Horror Deserves a Space in the Best Books of the Century Conversation

Yes, I’m still talking about the top books of the 21st century, and as I mentioned last week, I wanted to highlight some of the titles that would have been on my ballot. So here is another book from my list, and this pick is one of a couple horror titles that would be on my list.

Obviously, I read a lot of horror, but, y’all, I think it’s time we all recognize the impact that horror has on literature as a whole. We all know horror is booming right now. It’s no longer niche. It’s mainstream. And some of it is thanks to books like this one. In fact, you’ve probably heard about this one before, but if you haven’t read it yet, this is your sign.
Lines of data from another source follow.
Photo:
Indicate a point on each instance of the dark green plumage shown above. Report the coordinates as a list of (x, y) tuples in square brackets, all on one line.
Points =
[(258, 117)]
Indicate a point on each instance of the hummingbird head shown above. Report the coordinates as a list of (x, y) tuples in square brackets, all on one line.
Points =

My Best Friend’s Exorcism by Grady Hendrix

I once heard that Grady Hendrix decides on the title of his book before he figures out a plot, and with a title like My Best Friend’s Exorcism, I believe it. I was just randomly wandering through a Barnes & Noble (I’m sorry—indie bookstores forever, I promise) when I saw this book on the shelf. I knew nothing about it, but based on the title alone and the spooky yearbook-themed hardcover design, I knew I had to read it. This was my first Grady Hendrix novel, and since reading this book, I now consider Hendrix a must-read author.

My Best Friend’s Exorcism starts and ends with friendship, and that’s what makes this horror novel work beyond the scary stuff and the fun ’80s references. Abby and Gretchen meet in the 4th grade and bond over fun ’80s kid things like roller rinks and E.T. By the time they’re high school sophomores in 1988, the two girls have become inseparable. But then after a sleepover gone wrong, something about Gretchen is different. She is moody, often cruel, and strange things keep happening all around her.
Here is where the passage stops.